For quite some time, I have been meaning to set up travis-ci for some of my github projects. To get the ball rolling, I chose my projects with the simplest build systems and dependencies. As promised, it was very much a painless experience. I added my trivial .travis.yml files specifying Haskell as my language and asking for a few versions of ghc; everything else was automatic. I had to make a few tweaks here and there to update some old test suites that I had not run in a while. That alone was worth the time.

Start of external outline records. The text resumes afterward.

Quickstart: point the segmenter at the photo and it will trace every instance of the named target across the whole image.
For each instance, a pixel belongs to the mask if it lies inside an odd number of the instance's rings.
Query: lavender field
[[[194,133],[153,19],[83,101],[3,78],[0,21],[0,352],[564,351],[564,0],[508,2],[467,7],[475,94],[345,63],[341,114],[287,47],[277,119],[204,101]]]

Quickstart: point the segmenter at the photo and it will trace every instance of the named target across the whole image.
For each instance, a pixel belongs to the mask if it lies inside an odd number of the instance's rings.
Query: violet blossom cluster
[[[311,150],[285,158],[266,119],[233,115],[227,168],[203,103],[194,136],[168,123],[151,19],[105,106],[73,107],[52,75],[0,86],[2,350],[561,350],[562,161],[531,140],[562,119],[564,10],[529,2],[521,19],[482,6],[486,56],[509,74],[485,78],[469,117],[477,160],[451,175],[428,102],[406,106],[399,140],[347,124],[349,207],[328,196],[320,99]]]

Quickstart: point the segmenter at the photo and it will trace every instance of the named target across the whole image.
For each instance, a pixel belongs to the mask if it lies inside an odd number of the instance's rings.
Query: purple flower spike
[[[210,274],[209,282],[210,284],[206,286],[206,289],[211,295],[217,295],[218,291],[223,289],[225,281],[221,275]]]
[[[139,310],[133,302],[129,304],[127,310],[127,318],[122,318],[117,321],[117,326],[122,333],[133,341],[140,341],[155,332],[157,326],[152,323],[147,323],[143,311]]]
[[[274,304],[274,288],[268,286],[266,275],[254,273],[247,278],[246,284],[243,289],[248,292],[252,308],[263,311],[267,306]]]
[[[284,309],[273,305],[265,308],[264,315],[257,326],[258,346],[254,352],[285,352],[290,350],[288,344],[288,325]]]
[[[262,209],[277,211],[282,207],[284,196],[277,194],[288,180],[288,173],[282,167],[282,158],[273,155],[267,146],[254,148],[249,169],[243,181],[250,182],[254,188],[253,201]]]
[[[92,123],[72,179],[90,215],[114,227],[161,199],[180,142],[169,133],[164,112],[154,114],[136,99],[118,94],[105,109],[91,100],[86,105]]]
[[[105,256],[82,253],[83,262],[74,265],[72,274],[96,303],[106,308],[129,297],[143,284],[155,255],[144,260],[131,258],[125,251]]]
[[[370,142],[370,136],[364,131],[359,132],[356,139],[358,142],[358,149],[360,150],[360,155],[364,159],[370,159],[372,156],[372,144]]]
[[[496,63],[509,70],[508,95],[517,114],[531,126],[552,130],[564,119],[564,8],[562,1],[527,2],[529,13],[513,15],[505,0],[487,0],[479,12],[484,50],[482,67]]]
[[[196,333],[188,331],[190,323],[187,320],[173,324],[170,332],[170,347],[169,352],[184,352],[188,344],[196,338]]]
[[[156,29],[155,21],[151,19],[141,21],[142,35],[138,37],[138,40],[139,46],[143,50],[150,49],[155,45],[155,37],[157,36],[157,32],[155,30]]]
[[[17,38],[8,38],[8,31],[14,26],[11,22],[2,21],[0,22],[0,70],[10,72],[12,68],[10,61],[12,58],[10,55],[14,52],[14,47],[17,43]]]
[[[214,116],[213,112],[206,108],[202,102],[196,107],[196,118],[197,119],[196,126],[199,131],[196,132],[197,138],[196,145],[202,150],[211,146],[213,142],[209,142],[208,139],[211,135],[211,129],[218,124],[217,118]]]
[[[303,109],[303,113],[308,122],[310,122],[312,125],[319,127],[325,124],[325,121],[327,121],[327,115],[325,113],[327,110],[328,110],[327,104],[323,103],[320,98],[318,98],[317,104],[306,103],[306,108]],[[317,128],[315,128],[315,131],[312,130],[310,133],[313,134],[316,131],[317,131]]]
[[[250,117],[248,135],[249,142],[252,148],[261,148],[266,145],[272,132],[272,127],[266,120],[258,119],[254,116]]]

One project was (is) more interesting. I have a highly experimental graph library that I have been mulling over for a while. It currently has very limited tests and is more in the design stage. I set it up to build on travis and, oddly enough, it built fine on ghc 7.6, but failed on 7.4 and 7.8. This was surprising. I had developed the library on ghc 7.6, but I did not use any particularly advanced compiler features. It is a bit embarrassing, but I think it only compiled when I wrote it due to a bug in the ghc 7.6 type checker (possibly related to partially-applied type synonyms). I will have to shuffle things around a bit to make it work properly. This easy multiple compiler version testing is probably the killer feature of travis-ci for me – I usually only develop on a single ghc version and did not catch this problem at all.

Annoyingly, I have a test suite that runs fine locally but fails on the travis nodes. I am sure I will work it out eventually. I also have to sit down and make some more sophisticated .travis.yml files for my projects with non-trivial dependencies. Of course, I also need to add test suites to a few projects.